After seeing all the ruins and skeletons (which was kinda awesome – great location for a ghost story) we then went and had lunch at some hotel/business center where they gave us way too much food. They seriously served us 15 dishes minimum. Then we went to a local temple and had the ladies who worked there show us some Chinese cultural things. First the ladies preformed a drum/crash cymbal routine, and then invited us to try. Of course I jumped in, but was given the cymbals so I didn’t really get to do a lot. However, one of the guys who jumped in, Ai’Da, is a drummer back home, so he got to show off a bit, which was really cool. Then they showed us two quick games – one was where you push a metal ring with a stick (harder than it looks) and then one where it was kinda like sumo wrestling only the circle was smaller, you had to stand/hop around on one leg, and use the other leg as a make shift lance. It was rather fun, and as usual, I was boss status from the get go. Student director (who has some weight to him)? Won. Army guy? Won. Jesus? Tie. It’s actually a really good game for balance and learning to lower your level, especially if you have access to a place with a bunch of circles on the ground, or even a mat with a bunch of circles (*cough* Coach *cough*).
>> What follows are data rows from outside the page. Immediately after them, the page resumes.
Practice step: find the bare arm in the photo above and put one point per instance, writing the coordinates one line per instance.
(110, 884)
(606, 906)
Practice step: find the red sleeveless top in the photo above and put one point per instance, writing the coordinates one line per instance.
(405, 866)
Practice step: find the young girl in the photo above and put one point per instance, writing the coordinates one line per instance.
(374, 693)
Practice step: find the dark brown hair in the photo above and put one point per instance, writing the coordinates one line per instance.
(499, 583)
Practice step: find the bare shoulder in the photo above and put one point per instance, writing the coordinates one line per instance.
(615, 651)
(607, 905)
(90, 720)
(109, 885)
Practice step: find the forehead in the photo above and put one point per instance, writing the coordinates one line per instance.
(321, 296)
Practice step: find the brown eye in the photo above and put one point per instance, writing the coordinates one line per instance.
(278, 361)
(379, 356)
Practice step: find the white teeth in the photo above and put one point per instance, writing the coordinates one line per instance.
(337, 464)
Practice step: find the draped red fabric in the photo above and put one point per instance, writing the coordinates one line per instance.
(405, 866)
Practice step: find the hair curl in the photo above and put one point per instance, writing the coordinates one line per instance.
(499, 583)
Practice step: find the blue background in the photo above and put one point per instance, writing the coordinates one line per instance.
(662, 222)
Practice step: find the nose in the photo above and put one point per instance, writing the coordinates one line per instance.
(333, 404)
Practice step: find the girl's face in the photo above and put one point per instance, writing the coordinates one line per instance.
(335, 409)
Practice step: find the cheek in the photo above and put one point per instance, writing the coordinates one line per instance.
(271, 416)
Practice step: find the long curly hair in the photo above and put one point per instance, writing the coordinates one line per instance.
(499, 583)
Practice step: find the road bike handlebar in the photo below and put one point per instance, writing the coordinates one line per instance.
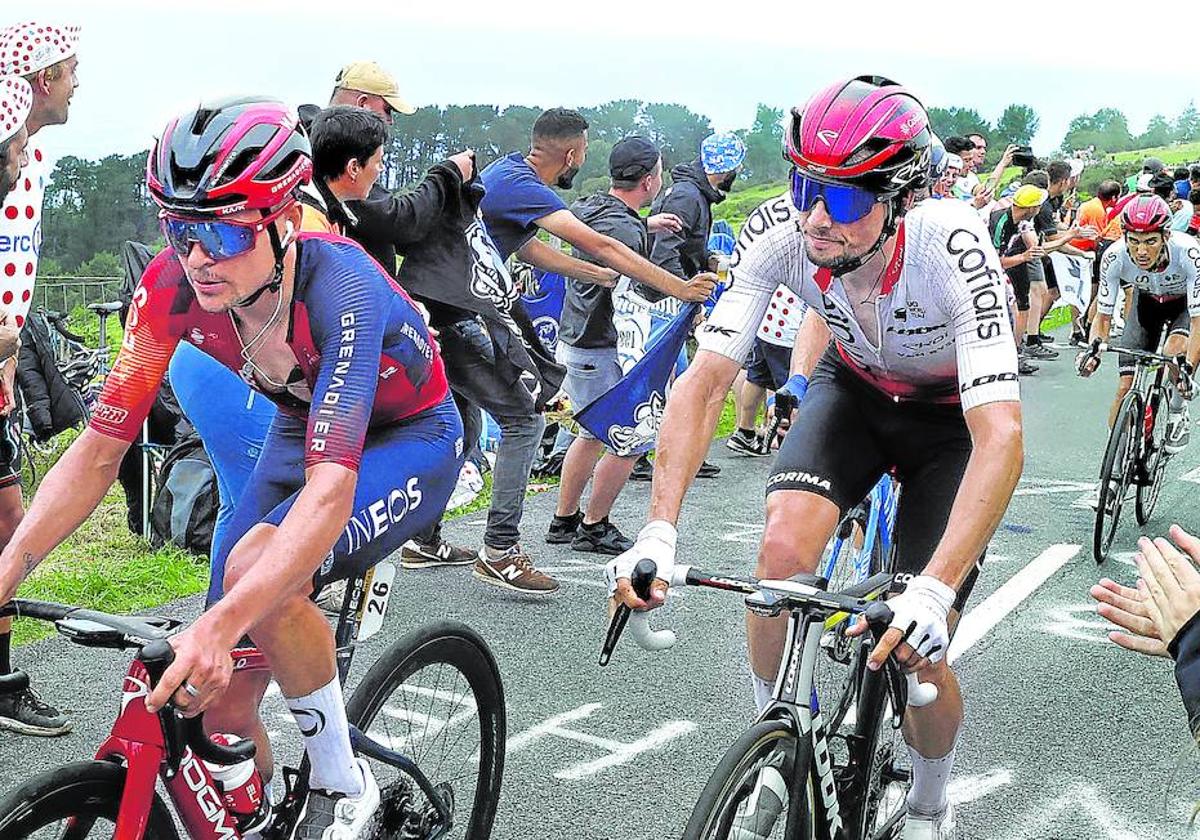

Once again, I’m running outta words, so a third blog will be posted. You guessed it, 3 things to think about:
When was it ever ok to sit on a random dude’s shoulder, especially when he/she is obviously not from your country?
Why can’t ladders be built 3 inches further away from where the rock juts out? Dodge rock is no fun.
When you die, would you prefer to have your bones written on, or sat up in a grave on display?